Malgrado sia passato un quarto di secolo da quella terribile sciagura, l’esito della guerra contro la criminalità organizzata resta incertissimo e la famosa trattativa Stato-mafia pare tutt’altro che presunta. Il fatto che Giovanni Falcone sia stato fortemente osteggiato in vita da colleghi ed esponenti della politica la dice lunga su quanto scomode fossero le indagini del magistrato palermitano.
Egli aveva capito che la mafia non è solo quella del pizzo e delle pistole ma molto di più. Radicata a livelli più alti, in quei riquadri della politica più becera e corrotta dalla quale traeva e trae, tutt’oggi, vantaggi e foraggiamento.

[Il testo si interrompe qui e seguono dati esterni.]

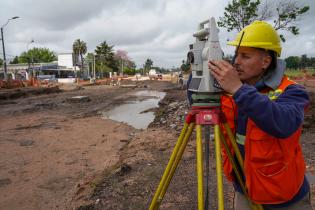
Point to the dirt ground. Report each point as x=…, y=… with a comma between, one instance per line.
x=56, y=153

È grave constatare che a 25 anni dalla strage di Capaci non sia stato più ricostituito un pool antimafia e che non si sia parlato più di un “super procuratore” che potesse infliggere, senza interferenze, il colpo di grazia alle mafie, ruolo che Falcone avrebbe svolto se non fosse stato assassinato.
Oggi è giusto ricordare l’uomo e il magistrato, nella speranza che il suo sacrificio possa ispirare una nuova visione delle cose, determinare una svolta di civiltà che preveda la non accettazione delle mafie a nessun livello e condizione. Solo combinando l’operato delle istituzioni con un assoluto distacco culturale della popolazione verso le mafie e tutto quello che rappresentano, le cose potranno cambiare davvero. La preoccupazione che la paura e l’abitudine possano avere la meglio c’è sempre, ma è nostro diritto e dovere crederci e lottare contro uno dei mali più grandi della nostra società e del nostro tempo. Solo così potremo dire di aver compreso Giovanni Falcone e ciò che ha realmente ha significato.
Fonti:
– Guido Crainz, Storia della Repubblica. L’Italia dalla liberazione ad oggi.
– Luigi Garlando. Per questo mi chiamo Giovanni.
– Angelo Corbo, Strage di Capaci, paradossi, omissioni ed altre dimenticanze.